Le doy un trago y pienso ya fue.
Veo a María, la amiga de Pei.
Estuvo bueno cuando me la garché.
Pienso que ojalá se me dé otra vez.
Ella me vio y yo la esquivé.
Fue un instinto, no entiendo por qué.
Digo la puta y me bajo el fernet.
Me quedo pensando en aquella vez.
Ella muy puta, me quiso comer.
En su boca la leche quería tener.
Yo enganchado esa vez me quedé.
Y ahora me mira, me quiere coger.
Me doy vuelta, instinto, no puedo saber.
Vuelvo a la barra que antes dejé.
Señalo el vaso y digo otra vez.
Por suerte no hay cola, eso pensé.
Qué bronca tengo por ser como ser.
Voy a ir al patio con este fernet.
El patio y la planta, el cielo ahora un poco nublado y clareando, que se hace de día, que ya hay que irse a dormir porque la noche termina. Ya hay más gente afuera, todos con campera, quizás porque hay menos gente adentro y muchos también se van por decisión propia, o arrastrados por el cansancio, por la necesidad de dormir. Todos amargos cagones. Pido otro cigarrillo y esta vez es un Marlboro, le digo gracias al pibe que me lo da, le agradezco no por convidarme, más bien por no fumar Gitanes, ni Parisien, ni Camel.

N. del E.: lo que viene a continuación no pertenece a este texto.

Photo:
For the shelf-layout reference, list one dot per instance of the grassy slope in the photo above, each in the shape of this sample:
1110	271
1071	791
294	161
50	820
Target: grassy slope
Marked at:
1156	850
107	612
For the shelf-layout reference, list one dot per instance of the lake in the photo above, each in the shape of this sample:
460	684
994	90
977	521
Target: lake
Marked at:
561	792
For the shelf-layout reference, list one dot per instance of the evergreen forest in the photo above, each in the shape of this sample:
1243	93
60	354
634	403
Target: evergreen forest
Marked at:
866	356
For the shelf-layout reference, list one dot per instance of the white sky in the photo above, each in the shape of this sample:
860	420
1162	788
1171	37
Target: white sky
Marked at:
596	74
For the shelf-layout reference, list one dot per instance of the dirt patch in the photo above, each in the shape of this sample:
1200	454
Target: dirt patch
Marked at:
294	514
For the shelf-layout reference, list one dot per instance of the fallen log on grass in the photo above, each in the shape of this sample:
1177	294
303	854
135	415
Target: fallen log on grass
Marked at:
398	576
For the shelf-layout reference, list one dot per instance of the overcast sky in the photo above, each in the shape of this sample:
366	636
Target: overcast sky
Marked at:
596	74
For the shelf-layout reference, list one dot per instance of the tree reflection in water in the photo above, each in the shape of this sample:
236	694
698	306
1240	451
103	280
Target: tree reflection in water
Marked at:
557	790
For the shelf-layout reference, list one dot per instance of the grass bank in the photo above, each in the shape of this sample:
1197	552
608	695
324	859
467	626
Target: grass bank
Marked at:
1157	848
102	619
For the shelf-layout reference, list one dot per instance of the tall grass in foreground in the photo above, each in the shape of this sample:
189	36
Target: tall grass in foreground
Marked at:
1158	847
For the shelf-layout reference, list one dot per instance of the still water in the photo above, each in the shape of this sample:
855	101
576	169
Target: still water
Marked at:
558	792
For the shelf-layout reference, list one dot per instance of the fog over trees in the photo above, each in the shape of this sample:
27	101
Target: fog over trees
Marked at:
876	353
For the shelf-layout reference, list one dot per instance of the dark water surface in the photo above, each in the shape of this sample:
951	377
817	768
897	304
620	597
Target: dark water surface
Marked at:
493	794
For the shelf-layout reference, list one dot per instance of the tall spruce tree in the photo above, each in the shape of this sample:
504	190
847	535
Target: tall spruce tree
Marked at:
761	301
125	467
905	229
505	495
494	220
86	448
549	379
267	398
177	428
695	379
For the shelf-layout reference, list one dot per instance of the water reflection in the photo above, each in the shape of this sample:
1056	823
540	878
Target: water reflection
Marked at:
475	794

Él sonríe, pero yo me doy cuenta de que me quiere sacar de encima, porque quizás no le emociona tanto mi historia, la posibilidad de poder disfrutar un buen cigarrillo con un buen vaso de fernet después de haber pasado vergüenza con una mina que me quería volver a coger, aunque más vergüenza conmigo mismo por haber reaccionado como un cagón casi sin darme cuenta. Yo igual le doy un abrazo y le agradezco y al oído le digo que yo sé que él me entiende, que yo sé que él me entiende porque yo lo entiendo a él, porque entre gordos y fumones no hay secretos, papá.